A preoperative nurse is assessing a client prior to surgery. Which information would be
most important for the nurse to relay to the surgical team?

a. Allergy to bee and wasp stings
b. History of lactose intolerance
c. No previous experience with surgery
d. Use of multiple herbs and supplements
D

A nurse works on the postoperative floor and has four clients who are being discharged
tomorrow. Which one has the greatest need for the nurse to consult other members of
the health care team for post-discharge care?

a. Married young adult who is the primary caregiver for children
b. Middle-aged client who is post knee replacement, needs physical therapy
c. Older adult who lives at home despite some memory loss
d. Young client who lives alone, has family and friends nearby
C

A clinic nurse is teaching a client prior to surgery. The client does not seem to
comprehend the teaching, forgets a lot of what is said, and asks the same questions
again and again. What action by the nurse is best?

a. Assess the client for anxiety.
b. Break the information into smaller bits.
c. Give the client written information.
d. Review the information again.
A

An inpatient nurse brings an informed consent form to a client for an operation
scheduled for tomorrow. The client asks about possible complications from the
operation. What response by the nurse is best?

a. Answer the questions and document that teaching was done.
b. Do not have the client sign the consent and call the surgeon.
c. Have the client sign the consent, then call the surgeon.
d. Remind the client of what teaching the surgeon has done.

, B


A client has a great deal of pain when coughing and deep breathing after abdominal
surgery despite having pain medication. What action by the nurse is best?

a. Call the provider to request more analgesia.
b. Demonstrate how to splint the incision.
c. Have the client take shallower breaths.
d. Tell the client a little pain is expected.
B

A nurse is giving a client instructions for showering with special antimicrobial soap the
night before surgery. What instruction is most appropriate?

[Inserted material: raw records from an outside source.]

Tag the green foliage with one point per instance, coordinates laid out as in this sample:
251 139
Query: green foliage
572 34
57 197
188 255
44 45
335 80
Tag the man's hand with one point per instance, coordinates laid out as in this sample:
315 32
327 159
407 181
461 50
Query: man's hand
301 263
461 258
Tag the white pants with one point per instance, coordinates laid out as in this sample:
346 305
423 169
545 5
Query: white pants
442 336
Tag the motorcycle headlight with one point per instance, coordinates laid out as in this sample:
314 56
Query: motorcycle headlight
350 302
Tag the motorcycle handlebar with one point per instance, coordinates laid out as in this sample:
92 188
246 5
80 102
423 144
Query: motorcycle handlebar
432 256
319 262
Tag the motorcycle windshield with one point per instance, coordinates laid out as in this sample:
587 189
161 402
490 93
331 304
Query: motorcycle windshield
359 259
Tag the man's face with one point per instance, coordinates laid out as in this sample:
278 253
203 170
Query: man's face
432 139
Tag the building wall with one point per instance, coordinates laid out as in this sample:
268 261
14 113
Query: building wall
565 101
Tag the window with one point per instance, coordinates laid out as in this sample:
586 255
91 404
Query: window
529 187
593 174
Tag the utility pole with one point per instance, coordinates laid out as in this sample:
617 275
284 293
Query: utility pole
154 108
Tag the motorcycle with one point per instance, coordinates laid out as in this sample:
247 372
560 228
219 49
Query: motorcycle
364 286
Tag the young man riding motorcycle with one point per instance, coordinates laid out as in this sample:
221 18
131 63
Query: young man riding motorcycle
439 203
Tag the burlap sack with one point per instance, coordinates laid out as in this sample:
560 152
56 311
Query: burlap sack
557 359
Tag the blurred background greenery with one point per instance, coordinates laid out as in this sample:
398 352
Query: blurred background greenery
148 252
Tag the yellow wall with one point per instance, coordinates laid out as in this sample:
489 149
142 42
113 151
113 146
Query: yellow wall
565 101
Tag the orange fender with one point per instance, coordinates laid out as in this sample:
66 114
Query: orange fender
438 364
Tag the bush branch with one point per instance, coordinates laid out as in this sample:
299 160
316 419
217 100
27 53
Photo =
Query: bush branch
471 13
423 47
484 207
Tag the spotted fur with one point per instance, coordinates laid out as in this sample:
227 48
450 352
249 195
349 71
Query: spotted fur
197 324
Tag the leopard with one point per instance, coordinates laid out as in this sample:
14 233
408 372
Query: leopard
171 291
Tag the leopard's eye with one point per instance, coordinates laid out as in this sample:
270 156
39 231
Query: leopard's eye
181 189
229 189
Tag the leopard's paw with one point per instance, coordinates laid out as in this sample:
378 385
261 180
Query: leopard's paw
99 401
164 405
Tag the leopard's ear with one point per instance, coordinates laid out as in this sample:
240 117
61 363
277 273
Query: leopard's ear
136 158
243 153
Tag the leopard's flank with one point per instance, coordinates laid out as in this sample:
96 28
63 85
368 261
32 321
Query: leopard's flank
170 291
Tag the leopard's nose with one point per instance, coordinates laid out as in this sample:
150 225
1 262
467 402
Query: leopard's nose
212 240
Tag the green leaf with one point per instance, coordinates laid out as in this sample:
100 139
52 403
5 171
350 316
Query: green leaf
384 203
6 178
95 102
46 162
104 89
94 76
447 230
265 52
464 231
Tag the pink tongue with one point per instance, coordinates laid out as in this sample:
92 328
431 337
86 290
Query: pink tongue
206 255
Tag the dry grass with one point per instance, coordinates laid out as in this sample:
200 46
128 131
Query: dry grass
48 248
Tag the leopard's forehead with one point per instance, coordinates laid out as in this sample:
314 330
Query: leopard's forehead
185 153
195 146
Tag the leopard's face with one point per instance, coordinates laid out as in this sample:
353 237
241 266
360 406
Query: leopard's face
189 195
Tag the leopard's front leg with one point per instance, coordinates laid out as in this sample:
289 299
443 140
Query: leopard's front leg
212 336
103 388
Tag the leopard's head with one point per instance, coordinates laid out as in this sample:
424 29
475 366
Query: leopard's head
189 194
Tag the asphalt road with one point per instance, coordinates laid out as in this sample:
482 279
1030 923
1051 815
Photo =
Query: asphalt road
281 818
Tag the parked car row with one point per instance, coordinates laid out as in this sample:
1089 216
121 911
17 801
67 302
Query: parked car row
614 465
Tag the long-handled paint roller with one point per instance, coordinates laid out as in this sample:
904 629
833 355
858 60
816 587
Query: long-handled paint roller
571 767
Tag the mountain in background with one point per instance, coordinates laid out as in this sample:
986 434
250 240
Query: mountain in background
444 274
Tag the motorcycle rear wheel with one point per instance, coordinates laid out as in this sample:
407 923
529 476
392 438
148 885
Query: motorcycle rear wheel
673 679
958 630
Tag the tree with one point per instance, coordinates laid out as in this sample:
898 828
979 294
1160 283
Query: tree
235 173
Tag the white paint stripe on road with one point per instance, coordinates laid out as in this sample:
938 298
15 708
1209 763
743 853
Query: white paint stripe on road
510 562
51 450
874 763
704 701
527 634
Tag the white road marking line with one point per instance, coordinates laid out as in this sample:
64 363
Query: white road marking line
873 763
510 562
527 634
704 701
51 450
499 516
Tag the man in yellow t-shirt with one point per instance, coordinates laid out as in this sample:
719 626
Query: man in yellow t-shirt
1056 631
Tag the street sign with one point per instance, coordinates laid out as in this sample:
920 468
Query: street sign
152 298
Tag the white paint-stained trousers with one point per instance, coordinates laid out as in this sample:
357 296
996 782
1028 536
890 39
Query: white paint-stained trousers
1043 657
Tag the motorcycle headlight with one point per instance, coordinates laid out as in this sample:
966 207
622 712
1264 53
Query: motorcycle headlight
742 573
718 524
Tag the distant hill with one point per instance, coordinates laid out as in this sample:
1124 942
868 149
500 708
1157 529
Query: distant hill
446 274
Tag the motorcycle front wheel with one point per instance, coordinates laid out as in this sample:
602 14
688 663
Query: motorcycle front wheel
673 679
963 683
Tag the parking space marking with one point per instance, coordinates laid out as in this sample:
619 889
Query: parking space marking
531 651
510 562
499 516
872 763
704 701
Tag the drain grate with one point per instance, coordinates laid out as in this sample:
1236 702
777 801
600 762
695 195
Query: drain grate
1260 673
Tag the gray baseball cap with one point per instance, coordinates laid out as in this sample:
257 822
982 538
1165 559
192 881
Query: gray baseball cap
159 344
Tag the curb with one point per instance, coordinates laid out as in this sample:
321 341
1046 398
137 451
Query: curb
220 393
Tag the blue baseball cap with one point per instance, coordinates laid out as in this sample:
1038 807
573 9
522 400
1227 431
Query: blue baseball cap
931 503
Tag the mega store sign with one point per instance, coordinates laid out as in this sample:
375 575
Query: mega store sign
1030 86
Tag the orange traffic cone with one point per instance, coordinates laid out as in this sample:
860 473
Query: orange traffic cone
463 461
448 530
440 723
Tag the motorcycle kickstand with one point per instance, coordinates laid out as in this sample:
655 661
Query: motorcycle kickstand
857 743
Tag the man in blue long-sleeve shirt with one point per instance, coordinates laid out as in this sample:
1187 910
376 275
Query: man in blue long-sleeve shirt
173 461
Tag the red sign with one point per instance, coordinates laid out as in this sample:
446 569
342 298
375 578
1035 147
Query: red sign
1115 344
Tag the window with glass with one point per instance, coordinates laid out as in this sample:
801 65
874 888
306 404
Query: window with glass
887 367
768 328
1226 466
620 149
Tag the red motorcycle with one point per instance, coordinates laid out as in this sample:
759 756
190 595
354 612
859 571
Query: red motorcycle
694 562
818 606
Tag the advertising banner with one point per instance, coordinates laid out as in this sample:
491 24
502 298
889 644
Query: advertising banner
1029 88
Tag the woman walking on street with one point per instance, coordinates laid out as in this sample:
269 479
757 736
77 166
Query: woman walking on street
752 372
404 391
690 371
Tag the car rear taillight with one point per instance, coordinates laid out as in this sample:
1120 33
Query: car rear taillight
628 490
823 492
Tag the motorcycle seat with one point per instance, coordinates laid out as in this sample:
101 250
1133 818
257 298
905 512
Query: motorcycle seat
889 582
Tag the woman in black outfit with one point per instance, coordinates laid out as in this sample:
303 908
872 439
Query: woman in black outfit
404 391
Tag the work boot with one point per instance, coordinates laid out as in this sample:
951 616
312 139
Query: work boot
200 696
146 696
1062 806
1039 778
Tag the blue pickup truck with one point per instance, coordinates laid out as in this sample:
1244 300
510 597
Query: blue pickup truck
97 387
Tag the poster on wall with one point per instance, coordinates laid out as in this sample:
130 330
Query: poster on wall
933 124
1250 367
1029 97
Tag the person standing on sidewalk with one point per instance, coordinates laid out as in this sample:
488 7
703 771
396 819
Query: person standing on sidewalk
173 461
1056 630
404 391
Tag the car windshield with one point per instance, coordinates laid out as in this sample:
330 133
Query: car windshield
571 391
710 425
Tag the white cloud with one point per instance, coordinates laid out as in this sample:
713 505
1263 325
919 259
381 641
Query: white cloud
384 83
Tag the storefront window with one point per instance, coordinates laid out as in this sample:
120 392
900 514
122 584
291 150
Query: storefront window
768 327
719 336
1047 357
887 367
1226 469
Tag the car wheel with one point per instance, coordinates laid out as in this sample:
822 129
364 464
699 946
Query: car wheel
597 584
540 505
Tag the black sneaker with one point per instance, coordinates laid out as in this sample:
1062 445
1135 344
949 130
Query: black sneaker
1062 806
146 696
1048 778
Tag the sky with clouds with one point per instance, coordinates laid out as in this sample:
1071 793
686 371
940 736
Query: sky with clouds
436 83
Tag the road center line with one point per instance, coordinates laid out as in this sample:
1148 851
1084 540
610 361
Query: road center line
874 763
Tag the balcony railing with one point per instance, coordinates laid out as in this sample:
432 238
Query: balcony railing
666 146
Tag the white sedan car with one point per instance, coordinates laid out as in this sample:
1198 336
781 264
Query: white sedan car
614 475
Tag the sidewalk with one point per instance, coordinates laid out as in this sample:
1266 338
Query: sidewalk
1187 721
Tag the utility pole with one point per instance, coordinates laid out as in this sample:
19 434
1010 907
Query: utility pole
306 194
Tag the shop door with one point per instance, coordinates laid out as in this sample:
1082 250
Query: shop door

a. "After you wash the surgical site, shave that area with your own razor."
b. "Be sure to wash the area where you will have surgery very thoroughly."
c. "Use a washcloth to wash the surgical site; do not take a full shower or bath."
d. "Wash the surgical site first, then shampoo and wash the rest of your body."
B

A postoperative client has an abdominal drain. What assessment by the nurse indicates
that goals for the priority client problems related to the drain are being met?

a. Drainage from the surgical site is 30 mL less than yesterday.
b. There is no redness, warmth, or drainage at the insertion site.
c. The client reports adequate pain control with medications.
d. Urine is clear yellow and urine output is greater than 40 mL/hr.
B

A client waiting for surgery is very anxious. What intervention can the nurse delegate to
the unlicensed assistive personnel (UAP)?

a. Assess the client's anxiety.
b. Give the client a back rub.
c. Remind the client to turn.
d. Teach about postoperative care.
B

A client in the preoperative holding room has received sedation and now needs to
urinate. What action by the nurse is best?

a. Allow the client to walk to the bathroom.
b. Delegate assisting the client to the nurse's aide.
c. Give the client a bedpan or urinal to use.
d. Insert a urinary catheter now instead of waiting.